Mais de 80% de todos os registros que chegam até a polícia, segundo especialistas, são de maridos e companheiros que violentam as esposas. O restante se refere a enteados, parentes e até filhos agressores. *Camila teve o desprazer de ser uma das que são vitimadas não apenas pelo esposo. “Desde o começo do relacionamento ele bebia muito, era alcoólatra. Daí ele quebrava tudo dentro de casa, me mantinha dentro de casa, mas não encostava a mão em mim. Mas daí os filhos dele começaram a me agredir”, contou. As agressões por parte dos enteados começaram quando ela os denunciou por maus-tratos contra o próprio pai. “Ele era vítima dos filhos e eu fui à polícia. Depois que eu procurei a delegacia, virei vítima de mais três”, lamentou, lembrando que os filhos de seu ex-marido queriam que ela retirasse a queixa que havia feito.
Aos 48 anos, *Camila está há apenas um ano longe da violência doméstica. Apesar de sofrer com agressões verbais e psicológicas desde o início do relacionamento, nos dois últimos anos de convivência é que a situação, conforme ela, “ficou mais grave”, chegando ao ponto de ser violentada fisicamente. “Eles quase me mataram”. Ela procurou ajuda no Centro de Atendimento à Mulher em Situação de Violência “Cuña Mbaretê”, onde passou a ser assistida com acompanhamento psicológico, jurídico e social. Só com esse apoio, ela conseguiu sair do ciclo de violência. Mas não foi do dia para a noite. “A medida protetiva é necessária, mas muitas vezes acaba sendo prejudicial. Depois que eu procurei ajuda, eu fui agredida mais cinco vezes e sofri até uma tentativa de homicídio”.

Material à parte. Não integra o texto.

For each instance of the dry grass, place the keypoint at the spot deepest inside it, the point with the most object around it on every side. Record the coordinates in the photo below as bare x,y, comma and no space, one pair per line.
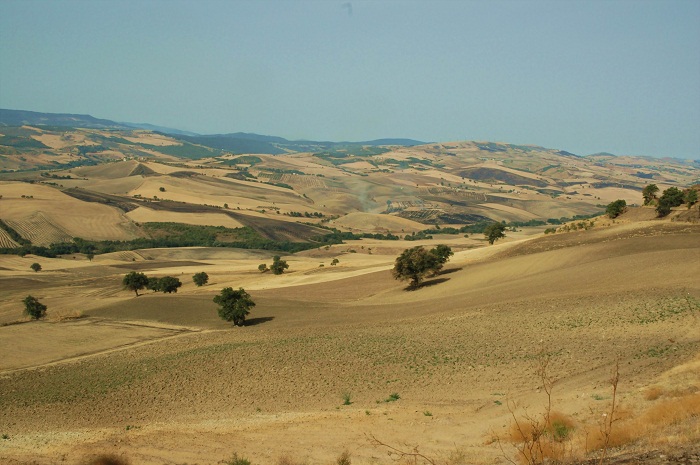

A costureira relatou que a maior parte das agressões física ocorria depois que o marido e os enteados bebiam, o que era frequente. “Eles me agrediam xingando, com faca, ferramentas, socos”, disse. Atualmente, “escondida” do ex-esposo e dos enteados, ela está “recomeçando” e vai voltar a costurar. “Eu não tinha condições psicológicas de recomeçar. Não sabia como buscar apoio. Agora já me sinto mais preparada”. Para *Camila, depois de ficar quase 20 anos sozinha, após a separação do pai de seus três filhos que moram em Minas Gerais, a carência foi um dos ingredientes que a fez “encarar” um relacionamento fadado ao fracasso. “Vivi muito tempo sozinha. E de repente a carência bate mesmo e faz você se envolver sem pensar. Porque a gente sabe quando não vai dar certo, mas a gente tenta fazer funcionar e mudar a situação. Queria sossego e paz e acabei me atirando no inferno”, ensina.
* Nome fictício. A vítima quis preservar sua identidade.